Selected PoemsAmy Clampitt was born in Iowa and raised on a farm, but the poetry collection that would bring her genius to the public’s attention, The Kingfisher (published in 1983, when she was 63 years old), draws mainly from her experiences in Maine. “For the Ocean, nothing / is beneath consideration,” she says in “Beach Glass,” but so too for her poetic mind, which roams over Maine’s landscape “engaged in the hazardous / redefinition of structures / no one has yet looked at.”

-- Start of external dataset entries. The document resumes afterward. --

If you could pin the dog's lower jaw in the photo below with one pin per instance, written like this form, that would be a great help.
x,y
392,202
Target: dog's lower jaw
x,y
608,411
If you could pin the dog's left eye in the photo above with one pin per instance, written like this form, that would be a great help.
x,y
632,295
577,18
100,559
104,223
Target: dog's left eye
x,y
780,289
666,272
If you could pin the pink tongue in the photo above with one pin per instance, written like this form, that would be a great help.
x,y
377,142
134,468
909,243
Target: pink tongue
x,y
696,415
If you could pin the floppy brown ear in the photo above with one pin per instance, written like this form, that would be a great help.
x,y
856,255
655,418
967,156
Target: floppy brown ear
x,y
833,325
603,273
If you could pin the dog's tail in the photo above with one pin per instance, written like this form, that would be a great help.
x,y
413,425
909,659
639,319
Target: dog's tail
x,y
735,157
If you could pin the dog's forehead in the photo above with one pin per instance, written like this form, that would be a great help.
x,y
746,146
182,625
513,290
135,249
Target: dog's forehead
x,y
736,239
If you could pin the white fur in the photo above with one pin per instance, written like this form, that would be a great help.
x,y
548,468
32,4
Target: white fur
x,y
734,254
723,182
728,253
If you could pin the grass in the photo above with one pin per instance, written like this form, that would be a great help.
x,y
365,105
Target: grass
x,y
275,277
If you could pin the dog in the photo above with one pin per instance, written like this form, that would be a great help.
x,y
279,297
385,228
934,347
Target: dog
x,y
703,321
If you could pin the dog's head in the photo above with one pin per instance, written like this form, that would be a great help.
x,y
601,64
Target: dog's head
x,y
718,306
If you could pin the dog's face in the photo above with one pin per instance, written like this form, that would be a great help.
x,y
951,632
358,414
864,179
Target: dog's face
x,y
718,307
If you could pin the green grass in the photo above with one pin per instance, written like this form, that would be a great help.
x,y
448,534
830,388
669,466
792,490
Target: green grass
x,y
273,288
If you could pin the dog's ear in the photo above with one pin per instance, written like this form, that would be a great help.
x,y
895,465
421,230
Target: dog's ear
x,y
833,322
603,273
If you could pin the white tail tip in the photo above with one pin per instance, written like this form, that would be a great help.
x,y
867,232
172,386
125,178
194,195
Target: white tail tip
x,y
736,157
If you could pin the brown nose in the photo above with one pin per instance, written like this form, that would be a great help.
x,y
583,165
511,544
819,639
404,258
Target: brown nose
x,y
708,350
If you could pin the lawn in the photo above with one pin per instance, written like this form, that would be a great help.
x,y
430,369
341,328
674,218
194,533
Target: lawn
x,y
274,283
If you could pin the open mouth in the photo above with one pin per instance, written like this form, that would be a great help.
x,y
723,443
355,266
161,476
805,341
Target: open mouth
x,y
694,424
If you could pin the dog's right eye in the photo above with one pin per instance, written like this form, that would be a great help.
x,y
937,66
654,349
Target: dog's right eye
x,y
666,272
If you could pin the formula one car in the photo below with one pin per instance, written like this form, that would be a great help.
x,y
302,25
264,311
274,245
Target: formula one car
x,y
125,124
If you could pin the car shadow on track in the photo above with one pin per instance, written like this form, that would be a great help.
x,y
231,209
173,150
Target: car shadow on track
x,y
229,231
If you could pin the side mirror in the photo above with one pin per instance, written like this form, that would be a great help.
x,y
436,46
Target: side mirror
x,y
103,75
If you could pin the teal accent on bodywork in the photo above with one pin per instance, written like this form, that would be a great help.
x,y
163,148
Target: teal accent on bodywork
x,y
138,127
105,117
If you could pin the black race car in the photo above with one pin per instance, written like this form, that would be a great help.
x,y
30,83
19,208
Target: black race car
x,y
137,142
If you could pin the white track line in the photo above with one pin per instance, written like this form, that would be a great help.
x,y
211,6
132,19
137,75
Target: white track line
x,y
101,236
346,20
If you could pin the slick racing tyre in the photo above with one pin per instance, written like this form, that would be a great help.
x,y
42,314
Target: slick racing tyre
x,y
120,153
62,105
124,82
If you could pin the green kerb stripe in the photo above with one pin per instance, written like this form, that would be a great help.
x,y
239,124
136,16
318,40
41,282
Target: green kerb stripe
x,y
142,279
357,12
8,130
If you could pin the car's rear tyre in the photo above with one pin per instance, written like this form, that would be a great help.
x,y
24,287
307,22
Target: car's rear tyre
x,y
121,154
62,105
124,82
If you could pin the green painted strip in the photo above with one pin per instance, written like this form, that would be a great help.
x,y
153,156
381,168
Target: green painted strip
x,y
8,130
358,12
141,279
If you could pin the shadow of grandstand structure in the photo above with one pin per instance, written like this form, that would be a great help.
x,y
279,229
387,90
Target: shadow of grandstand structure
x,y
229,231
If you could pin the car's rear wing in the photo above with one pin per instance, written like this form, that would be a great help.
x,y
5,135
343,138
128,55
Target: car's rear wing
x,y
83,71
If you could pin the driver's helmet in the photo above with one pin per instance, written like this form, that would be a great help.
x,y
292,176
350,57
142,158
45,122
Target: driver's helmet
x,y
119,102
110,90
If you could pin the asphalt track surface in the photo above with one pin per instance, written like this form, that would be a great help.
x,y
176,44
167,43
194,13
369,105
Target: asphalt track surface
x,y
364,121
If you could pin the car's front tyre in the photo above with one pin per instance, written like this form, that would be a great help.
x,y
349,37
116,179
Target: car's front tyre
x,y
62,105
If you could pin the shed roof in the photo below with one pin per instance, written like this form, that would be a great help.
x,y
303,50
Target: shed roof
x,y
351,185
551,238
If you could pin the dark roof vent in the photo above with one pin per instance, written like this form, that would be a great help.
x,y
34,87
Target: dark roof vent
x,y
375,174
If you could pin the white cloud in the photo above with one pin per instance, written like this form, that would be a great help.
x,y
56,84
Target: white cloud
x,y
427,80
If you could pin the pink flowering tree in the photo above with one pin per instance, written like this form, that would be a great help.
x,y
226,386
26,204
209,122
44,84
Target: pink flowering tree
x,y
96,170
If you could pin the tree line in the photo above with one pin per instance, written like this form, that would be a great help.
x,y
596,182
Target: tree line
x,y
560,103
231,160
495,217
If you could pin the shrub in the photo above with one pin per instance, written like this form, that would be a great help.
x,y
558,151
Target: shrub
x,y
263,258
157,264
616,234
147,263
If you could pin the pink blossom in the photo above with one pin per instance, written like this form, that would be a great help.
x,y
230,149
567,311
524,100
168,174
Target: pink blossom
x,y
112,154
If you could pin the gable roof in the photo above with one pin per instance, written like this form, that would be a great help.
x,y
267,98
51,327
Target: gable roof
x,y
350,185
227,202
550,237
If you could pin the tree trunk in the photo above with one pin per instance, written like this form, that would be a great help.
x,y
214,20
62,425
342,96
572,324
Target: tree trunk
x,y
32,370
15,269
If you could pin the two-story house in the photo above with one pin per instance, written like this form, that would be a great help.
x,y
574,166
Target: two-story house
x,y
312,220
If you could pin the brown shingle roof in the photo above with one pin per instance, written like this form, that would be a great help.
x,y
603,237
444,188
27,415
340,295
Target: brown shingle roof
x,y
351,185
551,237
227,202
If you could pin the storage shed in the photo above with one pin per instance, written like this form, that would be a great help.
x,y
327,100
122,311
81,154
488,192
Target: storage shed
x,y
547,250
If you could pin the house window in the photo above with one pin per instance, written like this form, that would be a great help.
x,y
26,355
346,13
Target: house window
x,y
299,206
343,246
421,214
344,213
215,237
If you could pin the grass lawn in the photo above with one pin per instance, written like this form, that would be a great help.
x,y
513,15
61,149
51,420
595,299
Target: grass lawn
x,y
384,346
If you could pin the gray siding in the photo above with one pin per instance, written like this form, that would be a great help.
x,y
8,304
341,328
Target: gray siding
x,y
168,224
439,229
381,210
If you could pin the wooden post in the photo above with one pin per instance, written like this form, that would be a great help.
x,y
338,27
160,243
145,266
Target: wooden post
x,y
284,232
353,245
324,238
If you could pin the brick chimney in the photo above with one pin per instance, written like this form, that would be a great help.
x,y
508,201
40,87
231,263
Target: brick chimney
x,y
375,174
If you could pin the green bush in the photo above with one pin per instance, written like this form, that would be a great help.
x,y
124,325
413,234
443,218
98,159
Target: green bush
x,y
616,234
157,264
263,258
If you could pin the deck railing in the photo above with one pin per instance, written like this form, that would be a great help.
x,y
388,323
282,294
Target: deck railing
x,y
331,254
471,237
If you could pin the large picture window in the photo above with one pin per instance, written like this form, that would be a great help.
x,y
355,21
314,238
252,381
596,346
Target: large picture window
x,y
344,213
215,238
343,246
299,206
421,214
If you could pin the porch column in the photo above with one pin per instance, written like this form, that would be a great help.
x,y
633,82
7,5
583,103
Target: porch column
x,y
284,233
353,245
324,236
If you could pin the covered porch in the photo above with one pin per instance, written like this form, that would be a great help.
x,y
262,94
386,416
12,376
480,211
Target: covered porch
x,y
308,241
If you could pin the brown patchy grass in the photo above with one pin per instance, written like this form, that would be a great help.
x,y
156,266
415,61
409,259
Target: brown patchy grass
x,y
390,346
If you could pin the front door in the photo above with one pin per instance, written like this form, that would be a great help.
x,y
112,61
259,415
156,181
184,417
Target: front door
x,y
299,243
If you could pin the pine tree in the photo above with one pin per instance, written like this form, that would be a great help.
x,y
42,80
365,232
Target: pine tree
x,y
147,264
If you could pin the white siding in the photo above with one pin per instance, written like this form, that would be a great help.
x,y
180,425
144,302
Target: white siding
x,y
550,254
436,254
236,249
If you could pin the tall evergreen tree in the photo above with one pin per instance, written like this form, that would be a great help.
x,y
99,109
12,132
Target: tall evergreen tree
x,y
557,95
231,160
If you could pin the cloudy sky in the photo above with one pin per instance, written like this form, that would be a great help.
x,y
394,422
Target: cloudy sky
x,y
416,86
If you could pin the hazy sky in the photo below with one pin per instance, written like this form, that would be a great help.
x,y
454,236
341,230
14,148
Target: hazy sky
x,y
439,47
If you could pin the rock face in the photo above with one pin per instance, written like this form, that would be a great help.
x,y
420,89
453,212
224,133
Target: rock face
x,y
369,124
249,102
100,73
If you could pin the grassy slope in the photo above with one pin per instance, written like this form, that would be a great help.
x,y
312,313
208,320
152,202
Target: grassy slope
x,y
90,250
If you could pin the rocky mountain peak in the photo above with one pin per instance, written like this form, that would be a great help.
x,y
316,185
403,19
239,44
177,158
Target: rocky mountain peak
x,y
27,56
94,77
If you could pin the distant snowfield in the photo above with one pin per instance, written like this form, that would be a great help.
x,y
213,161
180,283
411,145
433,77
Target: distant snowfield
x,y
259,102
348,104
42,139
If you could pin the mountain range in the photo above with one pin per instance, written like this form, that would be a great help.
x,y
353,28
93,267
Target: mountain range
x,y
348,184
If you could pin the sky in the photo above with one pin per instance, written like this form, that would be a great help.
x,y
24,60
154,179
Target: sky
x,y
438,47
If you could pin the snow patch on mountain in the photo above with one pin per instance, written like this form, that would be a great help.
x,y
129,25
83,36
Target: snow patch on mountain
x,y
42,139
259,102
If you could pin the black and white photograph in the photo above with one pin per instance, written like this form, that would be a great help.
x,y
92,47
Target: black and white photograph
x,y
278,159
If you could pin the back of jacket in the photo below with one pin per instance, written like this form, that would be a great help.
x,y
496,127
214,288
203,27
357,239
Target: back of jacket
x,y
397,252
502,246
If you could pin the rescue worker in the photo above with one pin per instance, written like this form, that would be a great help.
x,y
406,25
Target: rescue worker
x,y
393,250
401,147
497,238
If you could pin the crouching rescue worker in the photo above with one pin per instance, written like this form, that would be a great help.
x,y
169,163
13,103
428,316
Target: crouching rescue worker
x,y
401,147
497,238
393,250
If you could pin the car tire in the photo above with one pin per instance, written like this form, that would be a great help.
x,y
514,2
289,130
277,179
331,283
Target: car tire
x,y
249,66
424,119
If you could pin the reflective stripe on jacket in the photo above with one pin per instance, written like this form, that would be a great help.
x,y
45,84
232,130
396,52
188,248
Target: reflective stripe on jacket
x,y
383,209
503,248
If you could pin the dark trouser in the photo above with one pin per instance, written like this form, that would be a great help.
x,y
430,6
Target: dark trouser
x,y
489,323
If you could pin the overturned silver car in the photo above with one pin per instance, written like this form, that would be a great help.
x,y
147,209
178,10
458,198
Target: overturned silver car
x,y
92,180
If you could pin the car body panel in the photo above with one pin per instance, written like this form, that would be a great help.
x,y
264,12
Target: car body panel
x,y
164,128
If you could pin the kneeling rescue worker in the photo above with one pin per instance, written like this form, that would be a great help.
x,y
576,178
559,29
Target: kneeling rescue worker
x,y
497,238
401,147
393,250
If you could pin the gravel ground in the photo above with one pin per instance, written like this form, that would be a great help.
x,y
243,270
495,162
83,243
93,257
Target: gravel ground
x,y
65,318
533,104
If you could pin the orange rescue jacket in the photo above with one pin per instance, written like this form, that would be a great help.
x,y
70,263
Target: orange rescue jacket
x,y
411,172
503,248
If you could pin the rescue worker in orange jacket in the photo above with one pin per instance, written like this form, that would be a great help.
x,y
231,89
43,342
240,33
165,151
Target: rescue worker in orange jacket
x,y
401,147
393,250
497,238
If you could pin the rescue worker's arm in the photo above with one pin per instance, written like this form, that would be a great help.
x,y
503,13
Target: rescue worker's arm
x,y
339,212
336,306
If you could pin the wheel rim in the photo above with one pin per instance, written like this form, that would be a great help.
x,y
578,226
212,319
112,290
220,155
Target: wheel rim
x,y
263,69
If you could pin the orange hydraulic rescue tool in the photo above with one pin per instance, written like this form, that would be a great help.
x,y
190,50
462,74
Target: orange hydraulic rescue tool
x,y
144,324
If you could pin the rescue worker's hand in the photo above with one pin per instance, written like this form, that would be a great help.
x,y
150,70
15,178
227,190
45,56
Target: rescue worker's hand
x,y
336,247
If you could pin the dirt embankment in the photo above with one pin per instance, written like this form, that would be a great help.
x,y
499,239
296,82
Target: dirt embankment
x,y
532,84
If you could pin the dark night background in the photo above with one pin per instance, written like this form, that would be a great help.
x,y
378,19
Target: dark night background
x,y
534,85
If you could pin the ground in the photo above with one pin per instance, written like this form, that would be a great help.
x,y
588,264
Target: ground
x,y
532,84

My introduction to Amy Clampitt came from a solitary poem anthologized in a college course book. That poem was “The Cormorant In Its Element,” and its sheer lyrical exuberance, bursting from every line, captivated me. Just figuring out how to read it aloud, where to place stresses and intonations, is a challenge and a delight, and a first-time reader is liable to be so engrossed in the imagery and lyricism that the poem’s turn, from bird to man, will seem even more startlingly abrupt. Its most immediate debt is to Gerard Manley Hopkins, whose poem “The Windhover” is Clampitt’s inspiration – or rather blueprint – and whose “sprung rhythm” provides the unusual meter; as such, as beautiful as this poem is, I don’t consider it an ideal representation of her particular style. For that, I turn to “The Woodlot,” also from her Kingfisher collection.

The Woodlot

Clumped murmuring above a sump of loam –
grass-rich, wood-poor – that first the plow,
then the inventor (his name plowed under
somewhere in the Patent Office) of barbed wire,
taught, if not fine manners, how at least to follow
the surveyor’s rule, the woodlot nodes of willow,
evergreen or silver maple gave the prairie grid
what little personality it had.

Who could
have learned fine manners where the air,
that rude nomad, still domineered,
without a shape it chose to keep,
oblivious of section lines, in winter
whisking its wolfish spittle to a froth
that turned whole townships into
one white wallow? Barbed wire
kept in the cattle but would not abrade
the hide or draw the blood
of gales hurled gnashing like seawater over fences’
laddered apertures, rigging the landscape
with the perspective of a shipwreck. Land-chained,
the blizzard paused to caterwaul
at every windbreak, a rage the worse
because it was in no way personal.

Against
the involuted tantrums of spring and summer –
sackfuls of ire, the frightful udder
of the dropped mammocumulus
become all mouth, a lamprey
swigging up whole farmsteads, suction
dislodging treetrunks like a rotten tooth –
luck and a cellarhole were all
a prairie dweller had to count on.

Whether
the inventor of barbed wire was lucky
finally in what he found himself
remembering, who knows? Did he
ever, even once, envision
the spread of what he’d done
across a continent: whale-song’s
taut dulcimer still thrumming as it strung together
orchard, barnyard, bullpen, feedlot,
windbreak: wire to be clambered over,
crawled through or slid under, shepherded –
the heifers staring – to an enclosure
whose ceiling’s silver-maple tops
stir overhead, uneasy, in the interminably
murmuring air? Deep in it, under
appletrees like figures in a ritual, violets
are thick, a blue cellarhole
of pure astonishment.

It is
the earliest memory. Before it,
I/you, whatever that conundrum may yet
prove to be, amounts to nothing.

The poem functions as a retrospective, a meditation on the prairie life Clampitt left behind and its influence on her development, but this is not made explicit until the final stanza, whose insights must be applied on a rereading. Placed in the context of Kingfisher, a reader cannot help but find the sudden shift to a prairie grid of little personality jarring, but this is mitigated somewhat by the abundance of sea imagery. The winter air, unobstructed by mountains, whips itself into a froth and turns “whole townships / into one white wallow,” just as gales “gnashing like seawater over fences” give the landscape “the perspective of a shipwreck.” (And pause to admire that beautiful line about weather whose rage is “worse / because it is no way personal.) The boarders of memory are not discrete; the imagery of Maine colors the memories of Iowa, just as barbed wire is powerless to contain the winds. With consummate skill, Clampitt simultaneously evokes a landscape and dramatizes the process of remembrance, which she (correctly) posits is a sine qua non of selfhood.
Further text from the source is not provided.